Dental Considerations for the Alcoholic Patient

Next to dental disease, alcoholism is probably one of the most frequently encountered diseases encountered by the practicing dental professional. Most patients that are alcoholic will deny or be unaware of the full extent of their problem, however.

Diagnosis is difficult as most alcoholics maintain normal social and employment relationships and present a "normal" appearance. It is imperative, though, to be able to identify patients that have problems with alcohol. Dental professionals, by virtue of the fact that they may be seeing their patients for numerous appointments over extended periods of time and generally develop rapport with them, have the opportunity to detect the oral and general manifestations associated with alcohol abuse and alcoholism.
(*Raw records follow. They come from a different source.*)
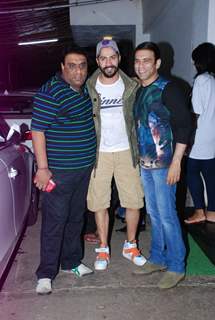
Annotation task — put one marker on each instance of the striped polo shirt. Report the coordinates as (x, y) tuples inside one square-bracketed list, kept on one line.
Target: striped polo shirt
[(66, 118)]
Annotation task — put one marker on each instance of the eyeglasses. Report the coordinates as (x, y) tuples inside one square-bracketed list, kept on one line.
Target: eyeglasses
[(105, 42), (75, 67)]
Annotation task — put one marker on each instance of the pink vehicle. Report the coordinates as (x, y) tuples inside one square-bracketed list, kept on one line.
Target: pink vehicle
[(18, 196)]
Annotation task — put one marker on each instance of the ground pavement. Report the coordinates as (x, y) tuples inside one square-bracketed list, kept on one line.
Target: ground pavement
[(113, 294)]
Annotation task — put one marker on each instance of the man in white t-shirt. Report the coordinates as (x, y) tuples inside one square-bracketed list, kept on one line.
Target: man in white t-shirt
[(113, 93)]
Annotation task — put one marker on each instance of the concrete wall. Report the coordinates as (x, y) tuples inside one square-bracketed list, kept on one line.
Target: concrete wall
[(122, 12), (182, 25)]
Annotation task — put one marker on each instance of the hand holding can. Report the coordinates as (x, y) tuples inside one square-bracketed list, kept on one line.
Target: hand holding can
[(50, 186)]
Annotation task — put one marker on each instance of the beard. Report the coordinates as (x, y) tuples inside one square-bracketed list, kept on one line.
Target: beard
[(109, 72)]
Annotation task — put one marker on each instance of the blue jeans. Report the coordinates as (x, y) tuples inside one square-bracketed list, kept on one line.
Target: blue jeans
[(167, 246)]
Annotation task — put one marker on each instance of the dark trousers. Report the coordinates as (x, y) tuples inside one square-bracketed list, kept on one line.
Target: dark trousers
[(62, 222), (195, 183)]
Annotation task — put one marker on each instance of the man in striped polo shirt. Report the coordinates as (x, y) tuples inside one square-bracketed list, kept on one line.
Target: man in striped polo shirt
[(64, 143)]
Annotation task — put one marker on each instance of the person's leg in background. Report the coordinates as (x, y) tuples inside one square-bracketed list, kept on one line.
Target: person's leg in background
[(98, 201), (196, 188), (208, 172), (131, 197)]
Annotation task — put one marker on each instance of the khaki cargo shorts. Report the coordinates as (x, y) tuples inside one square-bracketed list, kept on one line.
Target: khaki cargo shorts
[(127, 178)]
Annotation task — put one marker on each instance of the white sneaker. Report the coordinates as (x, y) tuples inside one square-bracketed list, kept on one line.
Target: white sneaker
[(44, 286), (79, 271), (102, 259), (131, 252)]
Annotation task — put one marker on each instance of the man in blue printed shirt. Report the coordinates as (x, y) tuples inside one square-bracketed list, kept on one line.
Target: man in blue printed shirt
[(64, 143), (163, 129)]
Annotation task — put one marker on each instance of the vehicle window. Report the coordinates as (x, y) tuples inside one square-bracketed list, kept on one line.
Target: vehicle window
[(16, 103)]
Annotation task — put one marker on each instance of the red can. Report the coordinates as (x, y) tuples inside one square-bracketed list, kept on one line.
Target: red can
[(50, 186)]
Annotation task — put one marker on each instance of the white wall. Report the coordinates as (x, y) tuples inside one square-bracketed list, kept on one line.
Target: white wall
[(181, 23), (211, 22), (122, 12)]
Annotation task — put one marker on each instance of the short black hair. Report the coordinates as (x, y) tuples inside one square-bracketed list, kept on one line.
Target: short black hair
[(149, 46), (204, 58), (72, 49)]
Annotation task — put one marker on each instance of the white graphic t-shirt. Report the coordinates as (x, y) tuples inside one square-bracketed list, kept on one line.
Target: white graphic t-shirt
[(113, 131)]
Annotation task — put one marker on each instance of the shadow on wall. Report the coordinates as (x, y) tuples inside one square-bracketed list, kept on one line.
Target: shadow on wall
[(167, 57)]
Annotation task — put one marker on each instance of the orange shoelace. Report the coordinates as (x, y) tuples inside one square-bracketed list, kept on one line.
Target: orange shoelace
[(134, 252), (103, 256)]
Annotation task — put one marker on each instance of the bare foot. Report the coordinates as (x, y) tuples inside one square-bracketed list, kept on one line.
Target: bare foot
[(197, 217)]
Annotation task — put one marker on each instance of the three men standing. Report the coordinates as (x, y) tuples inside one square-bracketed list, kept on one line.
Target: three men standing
[(113, 93)]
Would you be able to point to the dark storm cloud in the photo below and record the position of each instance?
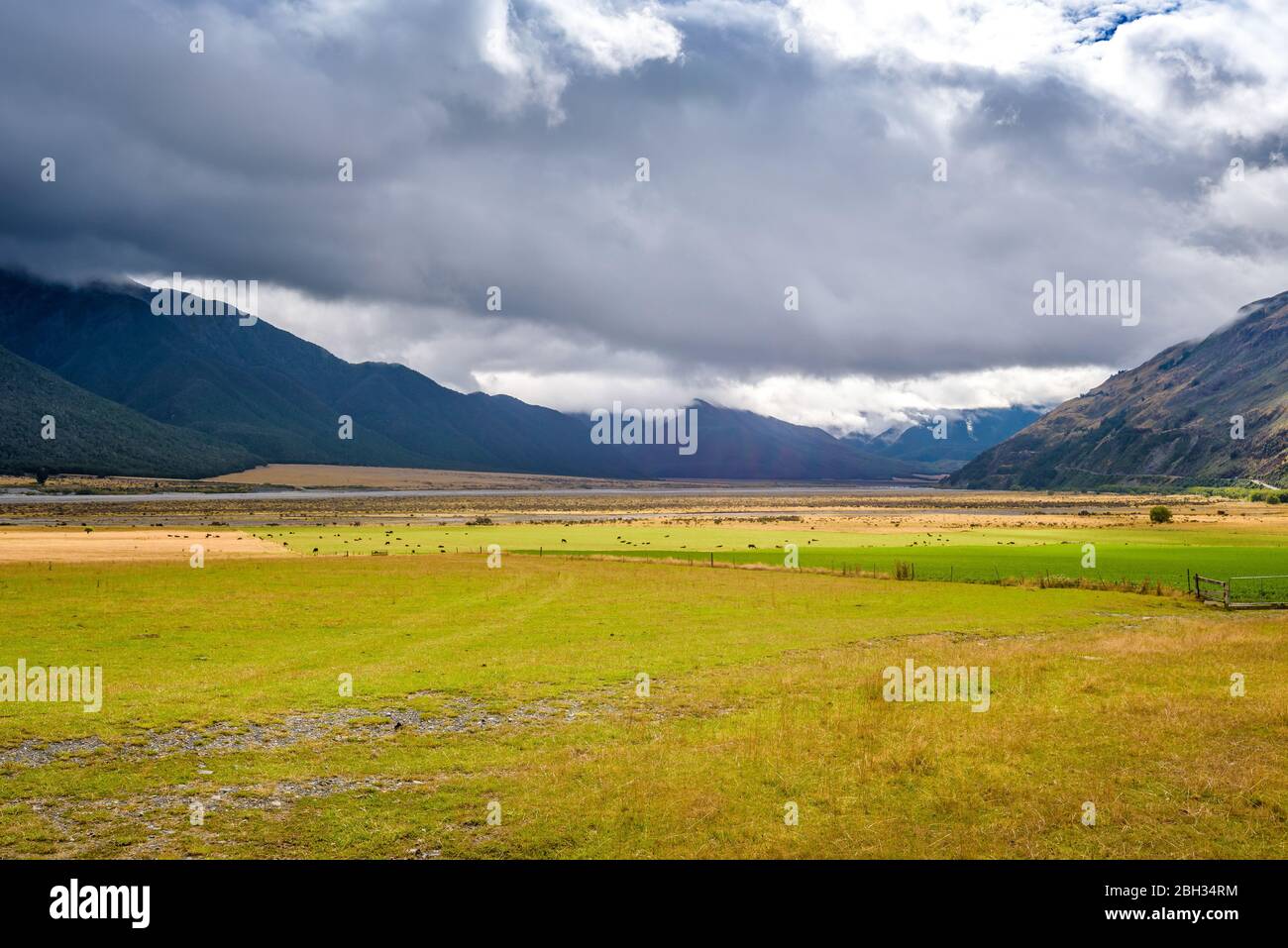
(515, 167)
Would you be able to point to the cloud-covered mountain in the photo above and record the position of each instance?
(964, 436)
(496, 143)
(47, 424)
(267, 395)
(1197, 412)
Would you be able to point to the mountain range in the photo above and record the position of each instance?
(1199, 412)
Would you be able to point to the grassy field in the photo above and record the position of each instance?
(1163, 554)
(514, 691)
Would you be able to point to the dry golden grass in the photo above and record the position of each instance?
(127, 545)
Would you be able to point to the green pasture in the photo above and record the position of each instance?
(1167, 554)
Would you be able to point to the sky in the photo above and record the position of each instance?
(911, 170)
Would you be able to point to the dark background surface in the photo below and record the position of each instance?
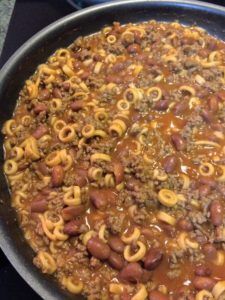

To begin with, a complete medical history, with an emphasis on alcohol use, organ damage, past medical care and hospitalizations needs to be taken with follow-up questions asked if alcohol problems are suspected. All patients should be asked if they are recovering from alcoholism and any other chemical dependency as part of the medical history interview. Neutral, non-judgmental screenings as described in Section 3 of this online course, such as the CAGE Questionnaire, can be used to determine if an alcohol problem exists. If a problem does indeed exist, we can provide information and direct the patient to the appropriate support groups for counseling and treatment of alcohol abuse.


The dentist and dental hygienist will need to develop appropriate treatment plans to accommodate their alcoholic (or alcohol abusing) patients' needs, taking into account these patients' generally unreliable nature. Many times appointments are not kept, and there is poor compliance with oral hygiene as well as maintenance of their general physical health.

Additionally, an alcoholic is more likely to present at a dental office for emergency treatment rather than for a routine dental exam. There is a strong need to consult with their physician and other health professionals that are involved in their medical care if any questions arise.

To begin, some general principles that should be followed when treating an alcoholic patient are to always examine their oral mucosa for pre-cancerous or cancerous indications, institute frequent recall appointments due to the increased risk of oral cancer, periodontal disease, caries and other soft tissue changes, and provide fluoride treatments and oral hygiene instructions at each appointment.